普段からネットでの物件検索を欠かさないというその方からは、
「どのサイトも同じような物件ばかりですね。おなじだけならまだしも条件が違うのは何故ですか?」
この質問には業界人としてちゃんとお答えする必要があると思いひとしきりご説明申し上げた次第です。
今回は、その内容をベースに、居抜き物件情報がどのような経路をたどり皆さんの目の前に出てくるのか解説しつつ、居抜き物件情報の見分け方、探し方についてお話したいと思います。
- 初めてでも abc からはじめる 居抜き店舗
- ネット上に並ぶ 飲食店舗居抜き物件の見方、不動産業者の選び方について
- 店サポ 居抜き店舗 物件情報ホワイトペーパー【飲食店ができる物件情報更新】一覧
- 居抜き店舗 物件一覧
Contents
飲食店舗居抜き物件の出現数を解りやすく解説
東京都について検証します。
白書によりますと飲食店の数が概ね8万4,000件です。
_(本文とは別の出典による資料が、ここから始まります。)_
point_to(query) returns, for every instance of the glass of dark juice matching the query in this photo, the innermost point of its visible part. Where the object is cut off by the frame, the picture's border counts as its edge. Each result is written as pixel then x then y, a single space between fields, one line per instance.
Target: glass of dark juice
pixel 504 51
最近は若干減少傾向です。この中で毎年6,000件前後の飲食店が閉店しています。月当たり「500件」ですから結構な数になります。
このなかから居抜き物件としてマーケットに出回る数が概ね3割程度、つまり月に150件程度ですから、「1日あたり約5件」の計算です。都心の駅前も三多摩地区も含めての出現率ですから飲食店舗の居抜き物件がいかに少ないかお分かりいただけると思います。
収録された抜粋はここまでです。